Cauliflower Crust Veggie Pizza

This grain-free cauliflower pizza crust is amazing! A must try in every pizza-lovers kitchen!


  • 1 head of cauliflower (approximately 2 pounds)
  • 1 large egg
  • 1/4 cup pecorino Romano cheese - freshly grated
  • 1/4 cup plus 1 cup shredded Italian cheese blend (or shredded mozzarella)
  • Pinch of salt
  • 1 1/2 teaspoons dried Italian seasoning
  • 2 tablespoons olive oil
  • 2 peppers (any color) - sliced thin
  • 2 cups Olivia's Organics Baby Spinach - chopped (or your favorite Olivia's greens)
  • Salt and pepper to taste


  • Chop cauliflower into small pieces and add to a food processor or blender. Process to achieve the consistency of rice.
  • Bring a large pot of water to a boil, add riced cauliflower and cook for 5 minutes. Drain and set aside to slightly cool. Once cool enough to handle, place cauliflower in a dish towel and squeeze tightly to remove all liquid. 
  • Add the riced cauliflower to a large bowl, and add the egg, pecorino cheese, 1/4 cup shredded Italian cheese, pinch of salt, and Italian seasoning.
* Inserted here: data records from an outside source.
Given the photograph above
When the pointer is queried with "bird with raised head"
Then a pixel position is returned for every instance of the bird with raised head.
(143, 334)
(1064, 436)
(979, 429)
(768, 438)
Combine well. 
  • Preheat oven to 400 degrees F.
  • Using parchment paper or a silpat baking sheet, shape the dough mixture into a pizza round and bake in oven on a baking sheet pan for approximately 35 minutes or until golden brown. 
  • While the crust is baking, heat olive oil in a large sauté pan, and cook peppers for approximately 10 minutes. Add the spinach and continue to cook until wilted. 
  • When crust is finished, top with the remaining cup of shredded cheese and veggies. Return to oven and bake another 5 to 10 minutes.